A menos de 24 horas de haber jurado tras 88 días de negociaciones, el nuevo gobierno italiano formado por la derechista Liga Norte y el Movimiento Cinco Estrellas comenzó a generar polémica por sus posturas frente a las parejas homosexuales, su promoción de las familias "con un papá y una mamá" y la confirmación de una férrea política anti-inmigratoria.

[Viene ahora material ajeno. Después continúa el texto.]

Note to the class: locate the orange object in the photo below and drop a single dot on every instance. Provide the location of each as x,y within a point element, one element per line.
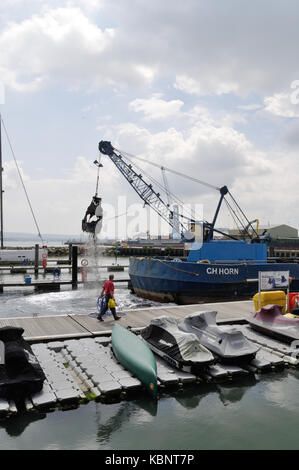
<point>293,300</point>
<point>84,274</point>
<point>270,298</point>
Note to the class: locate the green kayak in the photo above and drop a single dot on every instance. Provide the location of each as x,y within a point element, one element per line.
<point>135,356</point>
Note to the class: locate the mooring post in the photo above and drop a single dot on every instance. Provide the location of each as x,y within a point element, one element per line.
<point>74,267</point>
<point>70,253</point>
<point>36,259</point>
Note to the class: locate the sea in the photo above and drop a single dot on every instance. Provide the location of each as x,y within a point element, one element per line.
<point>260,412</point>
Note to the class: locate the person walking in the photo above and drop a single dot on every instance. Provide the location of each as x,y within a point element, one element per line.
<point>108,290</point>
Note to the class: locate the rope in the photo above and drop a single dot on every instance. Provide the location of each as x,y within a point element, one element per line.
<point>177,269</point>
<point>98,175</point>
<point>28,200</point>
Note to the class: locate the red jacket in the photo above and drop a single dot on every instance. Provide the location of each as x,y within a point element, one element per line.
<point>108,288</point>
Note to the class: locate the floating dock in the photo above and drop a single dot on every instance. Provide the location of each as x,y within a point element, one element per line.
<point>76,356</point>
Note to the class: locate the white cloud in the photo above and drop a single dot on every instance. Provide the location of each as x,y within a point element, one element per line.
<point>188,85</point>
<point>281,104</point>
<point>157,108</point>
<point>60,44</point>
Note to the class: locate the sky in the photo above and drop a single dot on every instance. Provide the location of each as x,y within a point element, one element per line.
<point>207,88</point>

"Quiero ser parte de un gobierno en el que las palabras y las ideas sean claras. Habrá un ministro para quien la mamá se llama mamá y el papá se llama papá", planteó el líder de la Liga y nuevo ministro del Interior y vicepremier, Matteo Salvini, horas después de confirmado el nuevo Ejecutivo.
"Veremos de reestablacer un poco de sentido común"; agregó Salvini, según el diario La Stampa, con lo que sumaba una nueva polémica a sus ya conocidas posturas para expulsar a 500.000 inmigrantes y endurecer la denominada ley de legítima defensa.
En línea con Salvini, el nuevo ministro de la Familia, Lorenzo Fontana, planteó que "la familia es la natural, donde un niño debe tener una mamá y un papá". "Para la ley, en este momento, no existen las familias homosexuales", agregó el nuevo ministro en declaraciones publicadas ayer por el diario Corriere. En ese marco, Fontana se defendió planteando que tiene "tantos amigos homosexuales" y que vivió en Bruselas "donde hay tantos incluso en las instituciones".
El gobierno número 65 en los 70 años de la república, que tendrá al abogado Giuseppe Conte como primer ministro, inició sus funciones este viernes.